The popular superstition that the wounds of a murdered person would bleed afresh when touched by the murderer, is thus referred to by Shakspeare:

"Dead Henry's wounds
Open their congealed mouths, and bleed afresh;"

And Dryden says:

"If the vile actors of the heinous deed
Near the dead body happily be brought,
Oft hath been proved the breathless corpse will bleed."

That murder might be discovered in the way referred to, was generally believed in Scotland in the seventeenth century. Sir George Mackenzie, when conducting the prosecution in the trial of Philip Stansfield, said: "That divine power which makes the blood circulate during life, has oft-times, in all nations, opened a passage to it after death upon such occasions, but most in this case; for after the wounds had been sewed up, and the body designedly shaken up and down, and, which is most wonderful, after the body had been buried for several days, which naturally occasions the blood to congeal, upon Philip touching it, the blood darted and sprang out, to the great astonishment of the chirurgeons themselves, who were desired to watch this event; whereupon Philip, astonished more than they, threw down the body, and became so faint that they were forced to give him a cordial."

In the middle of the seventeenth century, Christina Wilson was accused, in one of the supreme courts of Scotland, of having killed her brother by sorcery. On being suspected of the crime by the minister and others, she was brought in to touch the corpse. At the first sight of the dead body, she prayed that He who made the sun to shine on their house would bring the murder to light, and immediately thereafter she touched the corpse. It bled, though it did not do so before when touched by others. Of course this was held sufficient proof against the unfortunate woman, and she suffered according to her supposed guilt.

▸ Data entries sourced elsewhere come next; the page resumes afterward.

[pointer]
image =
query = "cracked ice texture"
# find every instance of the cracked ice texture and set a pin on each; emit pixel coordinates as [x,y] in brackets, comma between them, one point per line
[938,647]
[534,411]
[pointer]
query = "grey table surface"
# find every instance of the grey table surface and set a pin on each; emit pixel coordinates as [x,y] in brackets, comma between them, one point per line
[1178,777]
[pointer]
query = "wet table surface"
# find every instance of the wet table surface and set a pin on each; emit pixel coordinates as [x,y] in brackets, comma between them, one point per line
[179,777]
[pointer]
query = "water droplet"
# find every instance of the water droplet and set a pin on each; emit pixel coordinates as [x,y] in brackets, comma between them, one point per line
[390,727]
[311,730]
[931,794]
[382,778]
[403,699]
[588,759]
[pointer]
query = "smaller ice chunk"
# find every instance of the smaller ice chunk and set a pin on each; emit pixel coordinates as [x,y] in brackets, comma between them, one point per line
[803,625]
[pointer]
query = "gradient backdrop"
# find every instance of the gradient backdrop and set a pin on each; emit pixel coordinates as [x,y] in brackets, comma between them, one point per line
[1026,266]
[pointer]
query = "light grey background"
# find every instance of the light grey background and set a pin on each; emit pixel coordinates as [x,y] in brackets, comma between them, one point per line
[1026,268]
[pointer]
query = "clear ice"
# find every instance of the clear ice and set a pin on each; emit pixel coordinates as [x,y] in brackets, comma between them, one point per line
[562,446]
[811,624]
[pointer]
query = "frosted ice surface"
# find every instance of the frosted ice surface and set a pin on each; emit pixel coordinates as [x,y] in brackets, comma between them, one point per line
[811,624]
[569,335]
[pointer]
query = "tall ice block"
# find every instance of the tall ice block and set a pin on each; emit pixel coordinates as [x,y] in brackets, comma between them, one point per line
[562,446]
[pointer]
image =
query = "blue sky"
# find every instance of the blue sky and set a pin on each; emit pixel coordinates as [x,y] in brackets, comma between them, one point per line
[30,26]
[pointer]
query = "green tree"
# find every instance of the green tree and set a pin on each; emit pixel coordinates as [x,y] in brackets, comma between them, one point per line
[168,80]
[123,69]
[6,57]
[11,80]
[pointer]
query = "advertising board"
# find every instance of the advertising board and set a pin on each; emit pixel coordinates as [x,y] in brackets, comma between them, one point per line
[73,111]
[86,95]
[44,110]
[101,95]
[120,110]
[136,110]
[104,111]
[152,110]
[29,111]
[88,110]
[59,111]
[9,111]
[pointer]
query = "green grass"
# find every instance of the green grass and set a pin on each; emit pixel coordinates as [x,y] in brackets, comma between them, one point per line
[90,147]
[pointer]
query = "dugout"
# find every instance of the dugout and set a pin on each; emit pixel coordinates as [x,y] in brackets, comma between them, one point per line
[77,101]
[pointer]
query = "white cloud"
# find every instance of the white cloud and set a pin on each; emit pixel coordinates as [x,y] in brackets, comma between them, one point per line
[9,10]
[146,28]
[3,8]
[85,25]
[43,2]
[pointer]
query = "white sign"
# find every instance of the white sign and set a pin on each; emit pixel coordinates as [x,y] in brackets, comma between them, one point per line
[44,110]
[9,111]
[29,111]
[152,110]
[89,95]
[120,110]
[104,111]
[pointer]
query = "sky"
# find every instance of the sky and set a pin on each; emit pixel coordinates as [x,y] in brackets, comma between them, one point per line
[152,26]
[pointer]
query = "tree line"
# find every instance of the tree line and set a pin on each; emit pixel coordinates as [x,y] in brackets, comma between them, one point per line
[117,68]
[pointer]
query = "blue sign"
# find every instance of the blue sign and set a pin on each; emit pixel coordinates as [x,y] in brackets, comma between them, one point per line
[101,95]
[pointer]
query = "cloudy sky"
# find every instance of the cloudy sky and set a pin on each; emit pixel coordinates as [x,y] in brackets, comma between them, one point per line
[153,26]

In another case a man was condemned on similar evidence for the murder of his father; but the prisoner insisted that the bleeding was owing to an incision made on the body, and not to his presence. The defence was disregarded; but this need not be a matter of surprise, when such men as Sir K. Digby and Sir George Mackenzie took it for granted that the corpse of a murdered person would bleed on being touched by the murderer. He (Sir K. Digby) says in his Religio Medica: "And to this cause, peradventure, may be ascribed the strange effect which is frequently seen in England, when, at the approach of the murderer, the slain body suddenly bleedeth afresh: for certainly the souls of them that are treacherously murdered by surprise leave their bodies with extreme unwillingness, and with vehement indignation against them that forced them to so unprovided and abhorred a passage. The soul then, to wreak its evil talent against the hated murderer, and to draw a just and desired revenge upon his head, would do all it can to manifest the author of the fact. To speak it cannot, for in itself it wanteth organs of voice, and those it is parted from are now grown too heavy, and are too benumbed for it to give motion unto; yet some change it desireth to make in the body, which it hath so vehement inclination to, and therefore it is the aptest for it to work upon. It must then endeavour to cause a motion in the sublimest and most fluid parts (and consequently the most moveable ones) of it. This can be nothing but the blood, which, being violently moved, must needs gush out at those places where it findeth issues."

The swallowing of a piece of barley bread, over which mass had been performed, was not unfrequent in trials of ordeal. If the suspected person swallowed the bread without injury, he was declared innocent; but if the bread choked him in the attempt to swallow it, then was he considered to be guilty. At times cheese was given with the bread; but when that was done, it was essential to supply ewe-milk cheese made in the month of May.